Can we combine the two? Aha, Labcorp has done just that. The DRI, Diabetes Risk Assessment combines the lines of evidence: the LP-IR score, a measure of insulin resistance based on the Women's Health Study and Branched Chain Amino Acid levels. It measured the size of HDLs, VLDLs, and LDL particles which correlate strongly with insulin resistance.

The PREVEND study was published in August of 2020. It followed 6134 subjects for over 8 years and measured these variables to develop the new index, the Diabetes Risk Assessment. They found a 12-fold predictive variability from the top to bottom 20%. The DRI is more predictive of future diabetes risk than any prior measurement, including the HOMO-IR, the BMI, or individual scores.

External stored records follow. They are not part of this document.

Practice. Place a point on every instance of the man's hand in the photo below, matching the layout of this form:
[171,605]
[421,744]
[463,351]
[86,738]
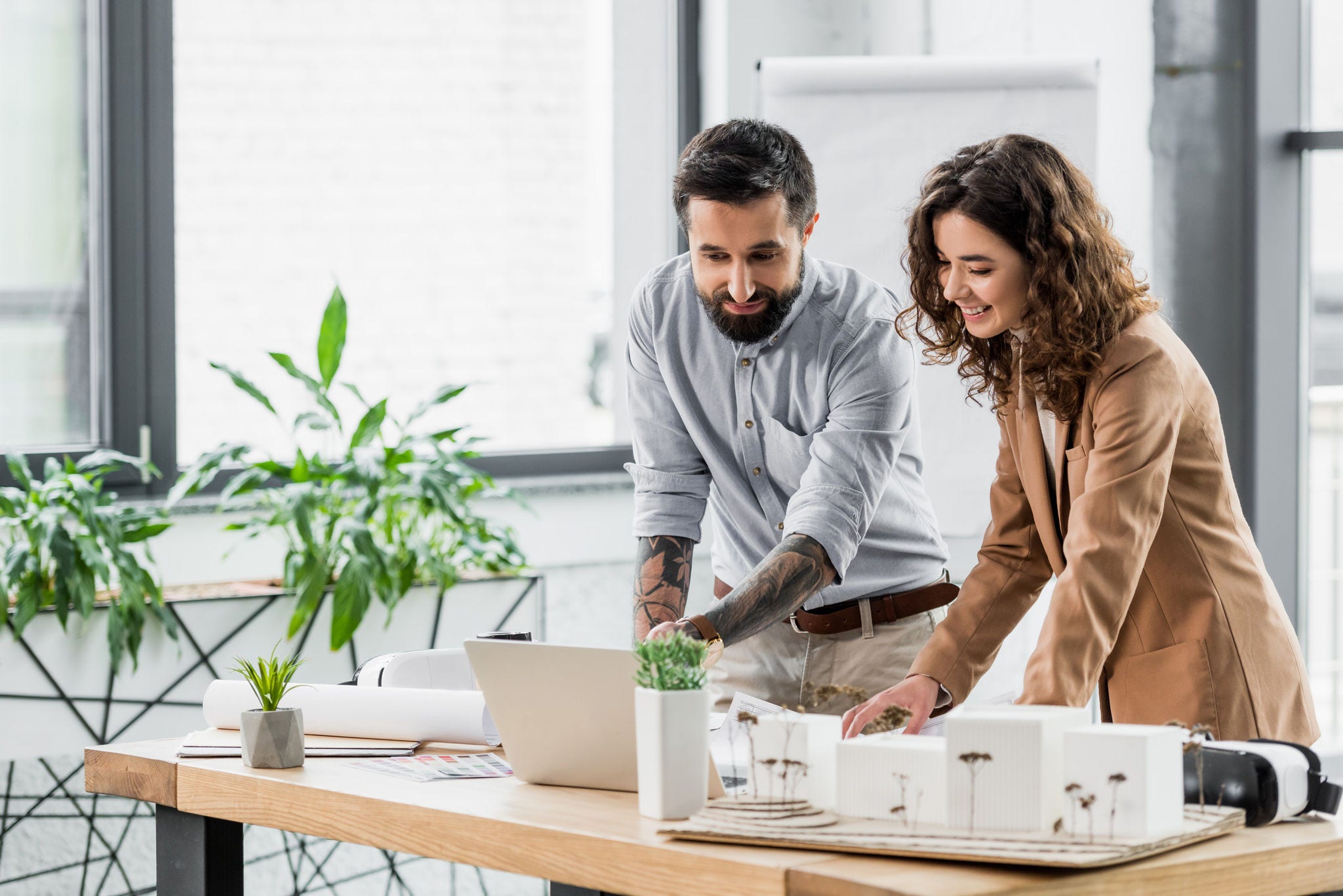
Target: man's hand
[917,693]
[665,629]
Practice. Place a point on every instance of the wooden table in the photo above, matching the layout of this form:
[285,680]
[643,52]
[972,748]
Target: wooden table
[595,840]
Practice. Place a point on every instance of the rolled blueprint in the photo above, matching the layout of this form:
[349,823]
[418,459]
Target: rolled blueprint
[344,711]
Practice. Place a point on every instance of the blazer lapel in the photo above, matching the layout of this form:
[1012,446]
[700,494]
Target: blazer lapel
[1062,431]
[1034,478]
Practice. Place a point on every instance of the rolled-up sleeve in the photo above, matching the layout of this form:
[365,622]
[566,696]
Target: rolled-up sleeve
[853,456]
[670,477]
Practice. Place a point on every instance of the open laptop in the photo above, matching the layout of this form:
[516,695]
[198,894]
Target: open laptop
[566,715]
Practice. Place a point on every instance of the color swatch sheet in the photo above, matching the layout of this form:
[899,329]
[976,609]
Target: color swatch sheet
[441,768]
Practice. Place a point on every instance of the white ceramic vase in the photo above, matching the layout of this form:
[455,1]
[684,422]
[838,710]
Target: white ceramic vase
[673,751]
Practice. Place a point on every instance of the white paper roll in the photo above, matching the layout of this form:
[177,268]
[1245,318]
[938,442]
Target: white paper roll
[344,711]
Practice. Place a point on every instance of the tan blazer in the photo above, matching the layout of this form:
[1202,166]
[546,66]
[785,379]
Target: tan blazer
[1162,596]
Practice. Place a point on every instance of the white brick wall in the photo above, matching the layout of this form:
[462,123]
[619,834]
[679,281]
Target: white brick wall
[446,161]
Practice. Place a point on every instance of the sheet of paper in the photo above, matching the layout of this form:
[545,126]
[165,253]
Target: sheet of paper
[223,742]
[403,714]
[438,768]
[730,746]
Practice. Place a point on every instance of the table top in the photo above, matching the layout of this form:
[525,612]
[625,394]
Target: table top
[597,838]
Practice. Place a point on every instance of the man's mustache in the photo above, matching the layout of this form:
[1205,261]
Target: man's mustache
[724,297]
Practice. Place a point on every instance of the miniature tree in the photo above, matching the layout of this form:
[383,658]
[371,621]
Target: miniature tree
[1073,793]
[769,774]
[1198,735]
[974,761]
[904,789]
[748,720]
[1115,781]
[1085,802]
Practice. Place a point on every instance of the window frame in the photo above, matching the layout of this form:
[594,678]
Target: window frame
[132,146]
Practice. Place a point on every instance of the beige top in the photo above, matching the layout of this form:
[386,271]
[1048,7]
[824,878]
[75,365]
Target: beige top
[1047,418]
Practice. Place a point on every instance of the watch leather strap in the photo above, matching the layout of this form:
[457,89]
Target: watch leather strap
[707,632]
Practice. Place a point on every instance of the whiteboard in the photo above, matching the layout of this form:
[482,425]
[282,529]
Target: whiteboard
[873,127]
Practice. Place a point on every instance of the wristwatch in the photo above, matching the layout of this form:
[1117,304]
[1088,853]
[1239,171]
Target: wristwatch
[711,637]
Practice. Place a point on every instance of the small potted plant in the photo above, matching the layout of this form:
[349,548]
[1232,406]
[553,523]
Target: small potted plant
[672,726]
[273,737]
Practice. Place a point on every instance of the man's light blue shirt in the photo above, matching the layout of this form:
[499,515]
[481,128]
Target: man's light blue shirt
[813,431]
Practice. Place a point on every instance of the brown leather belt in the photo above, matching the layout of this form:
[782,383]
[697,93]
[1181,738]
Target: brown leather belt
[848,615]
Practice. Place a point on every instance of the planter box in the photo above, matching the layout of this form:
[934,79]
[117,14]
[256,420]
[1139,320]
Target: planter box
[672,742]
[797,738]
[1022,786]
[868,779]
[61,686]
[1152,800]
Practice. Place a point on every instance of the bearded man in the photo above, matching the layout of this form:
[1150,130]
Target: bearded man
[774,387]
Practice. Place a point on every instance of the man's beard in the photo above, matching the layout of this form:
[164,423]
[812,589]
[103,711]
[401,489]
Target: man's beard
[747,330]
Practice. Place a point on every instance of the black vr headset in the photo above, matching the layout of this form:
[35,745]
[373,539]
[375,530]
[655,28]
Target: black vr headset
[1270,779]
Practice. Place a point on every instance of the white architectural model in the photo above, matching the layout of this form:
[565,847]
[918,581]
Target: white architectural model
[795,756]
[1005,766]
[894,778]
[1134,773]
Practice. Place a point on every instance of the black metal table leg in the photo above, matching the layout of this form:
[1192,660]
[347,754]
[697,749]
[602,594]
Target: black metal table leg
[198,856]
[570,889]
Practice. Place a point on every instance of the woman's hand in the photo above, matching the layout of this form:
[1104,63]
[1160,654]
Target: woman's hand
[916,693]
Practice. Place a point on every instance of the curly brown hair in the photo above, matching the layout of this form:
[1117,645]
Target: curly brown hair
[1081,290]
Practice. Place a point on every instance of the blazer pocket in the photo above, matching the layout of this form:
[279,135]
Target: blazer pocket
[786,454]
[1171,684]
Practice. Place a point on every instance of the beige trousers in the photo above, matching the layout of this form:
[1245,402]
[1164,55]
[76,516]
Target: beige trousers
[775,664]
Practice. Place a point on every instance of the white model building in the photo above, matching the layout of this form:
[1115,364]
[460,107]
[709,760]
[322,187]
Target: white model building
[795,756]
[1006,765]
[1135,773]
[892,777]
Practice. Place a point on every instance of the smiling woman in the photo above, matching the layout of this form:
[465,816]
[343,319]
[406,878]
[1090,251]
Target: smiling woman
[1162,601]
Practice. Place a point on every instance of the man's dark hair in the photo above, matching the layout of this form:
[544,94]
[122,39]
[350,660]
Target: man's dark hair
[743,160]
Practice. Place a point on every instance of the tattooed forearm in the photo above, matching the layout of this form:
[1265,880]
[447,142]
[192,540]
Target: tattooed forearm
[661,582]
[779,585]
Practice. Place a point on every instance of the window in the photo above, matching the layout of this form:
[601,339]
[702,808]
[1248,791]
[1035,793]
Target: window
[187,180]
[49,227]
[1323,480]
[449,165]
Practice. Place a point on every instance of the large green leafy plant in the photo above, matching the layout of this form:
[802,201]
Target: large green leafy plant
[65,543]
[372,508]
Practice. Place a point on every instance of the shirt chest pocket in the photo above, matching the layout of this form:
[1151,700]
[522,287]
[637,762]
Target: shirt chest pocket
[786,454]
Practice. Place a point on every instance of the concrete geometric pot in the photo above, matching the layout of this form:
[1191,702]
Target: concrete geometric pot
[273,739]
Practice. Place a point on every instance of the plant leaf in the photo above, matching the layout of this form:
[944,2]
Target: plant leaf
[353,594]
[19,471]
[331,340]
[443,394]
[246,385]
[317,390]
[370,425]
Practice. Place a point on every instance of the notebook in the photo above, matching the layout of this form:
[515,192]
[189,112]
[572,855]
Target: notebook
[225,742]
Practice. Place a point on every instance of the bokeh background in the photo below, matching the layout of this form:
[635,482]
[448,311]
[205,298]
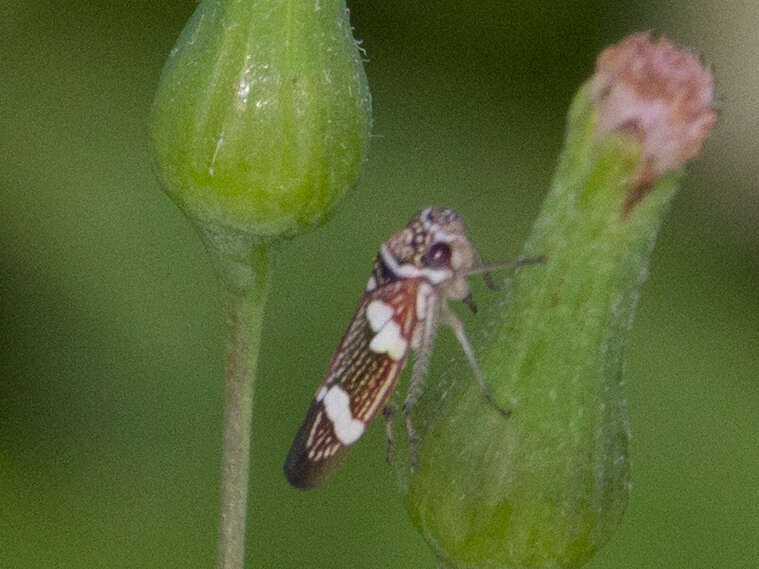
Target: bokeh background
[111,321]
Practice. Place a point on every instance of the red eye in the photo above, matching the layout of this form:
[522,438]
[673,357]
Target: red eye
[439,255]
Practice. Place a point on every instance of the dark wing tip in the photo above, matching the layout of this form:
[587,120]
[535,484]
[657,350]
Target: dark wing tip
[302,472]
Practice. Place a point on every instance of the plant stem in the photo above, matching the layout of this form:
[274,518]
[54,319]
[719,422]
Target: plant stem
[245,311]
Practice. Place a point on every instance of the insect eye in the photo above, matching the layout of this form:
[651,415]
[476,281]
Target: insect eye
[439,255]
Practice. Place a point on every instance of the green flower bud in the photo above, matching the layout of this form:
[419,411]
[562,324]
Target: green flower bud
[262,116]
[548,486]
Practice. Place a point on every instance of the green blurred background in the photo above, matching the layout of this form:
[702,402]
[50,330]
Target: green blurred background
[112,327]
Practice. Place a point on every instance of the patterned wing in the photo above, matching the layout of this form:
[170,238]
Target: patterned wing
[361,376]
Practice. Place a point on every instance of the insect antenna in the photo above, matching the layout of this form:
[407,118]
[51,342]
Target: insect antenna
[486,269]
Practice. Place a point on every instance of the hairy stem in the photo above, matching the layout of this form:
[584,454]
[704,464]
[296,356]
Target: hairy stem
[245,311]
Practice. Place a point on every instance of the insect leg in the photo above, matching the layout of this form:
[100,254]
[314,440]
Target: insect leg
[421,361]
[450,318]
[388,413]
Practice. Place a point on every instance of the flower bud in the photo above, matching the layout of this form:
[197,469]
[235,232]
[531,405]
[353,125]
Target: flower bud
[548,486]
[262,116]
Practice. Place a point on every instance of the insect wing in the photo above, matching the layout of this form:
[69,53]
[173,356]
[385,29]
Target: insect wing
[361,376]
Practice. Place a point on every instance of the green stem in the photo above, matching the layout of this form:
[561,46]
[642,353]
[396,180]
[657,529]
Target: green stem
[245,302]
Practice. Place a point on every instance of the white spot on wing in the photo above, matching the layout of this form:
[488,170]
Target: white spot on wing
[337,405]
[389,340]
[378,314]
[421,300]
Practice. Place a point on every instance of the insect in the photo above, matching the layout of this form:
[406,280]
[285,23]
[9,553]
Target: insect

This is a huge advance. We can now look prospectively into the future. With data, we can catch and measure and find trouble early. The vast majority of folks don't know any of this data. And the majority of folks I've measured it in didn't have a clue they were in trouble.


www.What will Work for me. Well, I measured my HOMO-IR and DRI with Labcorp. My Homo-IR used to be above 3. I'm now down to 1.9. What a relief. That took me a couple of years to get there but I keep chipping away. My DRI came in at 33, but that was after I spent four months wearing an insulin monitor and changing my eating habits quite dramatically. The goal is to be below a score of 50 for men, 40 for women. Higher than 65 is serious trouble. So, I've taken my risky genetic profile and been able to nudge it down into the safety zone. You may want to consider doing the same. Ask for the Diabetes Risk Index test from Labcorp. I'll order it for you if your own doctor won't.


References:J Clin Medicine, News Medical Life Science, Diabetes Care, CDC, Diabetologia, MDCalc, Nature, J Clin Lipidology, J Clin Med,


Pop Quiz

1. What is the definition of diabetes? Answer: It has been a moving target but we now call it a Hemoglobin A1c of 6.4%.

2. What is the optimal level of A1c for longer life? Answer: Less than 5.7%

3. What happens to my lipids with insulin resistance? Answer: the size of various subfractions changes dramatically. Generally, bigger is better. Fewer is better.

4. What are branched-chain amino acids? Answer: the ones we measure are called leucine and valine. They are literally branched in shape. They are more common in animal proteins and legumes and are critical to building and maintaining muscle mass. But too many, not so good.

5. And what do I want my DRI to be? Answer: Less than 50 as a man, 40 for a woman.